Computational biology of proteins: structure, function and evolution
The goal of our research is to understand more about how biology works at the molecular level, with a particular focus on proteins and their 3D structure and evolution. We use computational techniques to gain a theoretical understanding of how enzymes perform catalysis. We gather relevant data from the literature and develop novel software tools, which allow us to characterise enzyme mechanisms and navigate the catalytic and substrate space. In parallel, we investigate the evolution of these enzymes to discover how they can evolve new mechanisms and specificities. This involves integrating heterogeneous data with phylogenetic relationships within protein families, which are based on protein structure classification data derived by colleagues at University College London (UCL). The practical goal of this research is to improve the prediction of function from sequence and structure and to enable the design of new proteins or small molecules with novel functions.

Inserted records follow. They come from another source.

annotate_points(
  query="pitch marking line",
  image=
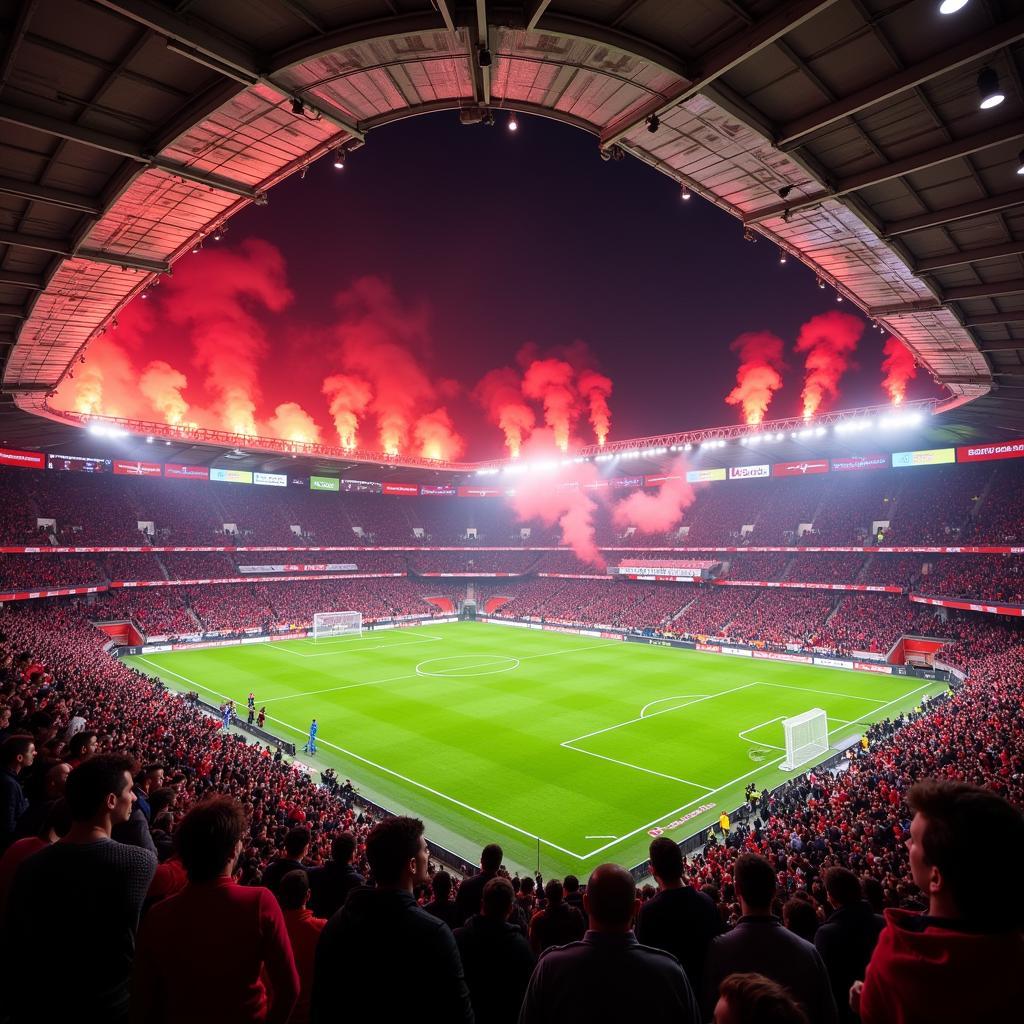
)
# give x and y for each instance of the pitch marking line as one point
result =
(389, 771)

We also explore sequence variation between individuals in different contexts and for different species. To understand more about the molecular basis of ageing in different organisms, we participate in a strong collaboration with experimental biologists at UCL. Our role is to analyse functional genomics data from flies, worms and mice and, by developing new software tools, relate these observations to effects on life span.

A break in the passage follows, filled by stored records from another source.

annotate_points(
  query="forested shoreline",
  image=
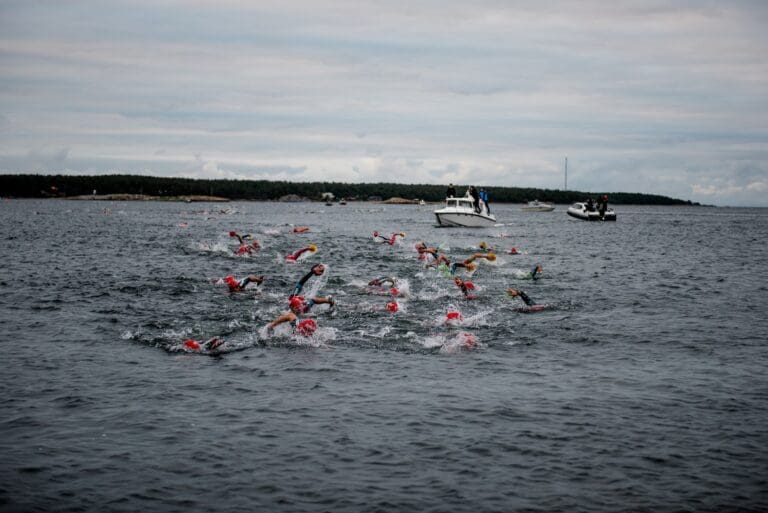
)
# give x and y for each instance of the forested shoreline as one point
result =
(63, 186)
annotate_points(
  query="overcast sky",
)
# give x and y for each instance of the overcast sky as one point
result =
(657, 97)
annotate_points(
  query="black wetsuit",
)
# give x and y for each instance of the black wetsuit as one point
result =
(302, 281)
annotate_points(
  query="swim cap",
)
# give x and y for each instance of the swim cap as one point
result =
(306, 327)
(192, 344)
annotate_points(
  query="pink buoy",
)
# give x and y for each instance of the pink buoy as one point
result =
(306, 327)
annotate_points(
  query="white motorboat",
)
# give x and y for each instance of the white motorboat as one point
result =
(461, 212)
(579, 210)
(538, 206)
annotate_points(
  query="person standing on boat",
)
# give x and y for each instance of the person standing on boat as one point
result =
(484, 197)
(602, 205)
(475, 197)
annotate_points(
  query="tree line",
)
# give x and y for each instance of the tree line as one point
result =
(40, 186)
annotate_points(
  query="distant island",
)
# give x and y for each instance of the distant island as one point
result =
(152, 188)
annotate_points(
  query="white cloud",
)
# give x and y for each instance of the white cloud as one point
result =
(642, 96)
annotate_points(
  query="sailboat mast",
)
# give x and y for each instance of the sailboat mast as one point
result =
(566, 173)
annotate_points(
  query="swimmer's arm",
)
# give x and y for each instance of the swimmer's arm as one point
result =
(528, 301)
(286, 317)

Our work on understanding enzymes and their mechanisms using structural and chemical information will include a study of how enzymes, their families and pathways have evolved. We will study sequence variation in different individuals, including humans, flies and bacteria, and explore how genetic variations impact on the structure and function of a protein and sometimes cause disease. We will seek to gain a better understanding of reaction space and its impact on pathways, and to use this new knowledge to improve chemistry queries across our databases. Using evolutionary approaches, we hope to improve our prediction of protein function from sequence and structure. We will also improve our analyses of survival curves and combine data with network analysis for flies, worms and mice in order to compare the different pathways and ultimately explore effects related to human variation and age. This information should be of great use to mankind, although, as with any knowledge, will require careful consideration to avoid any possibility of abuse.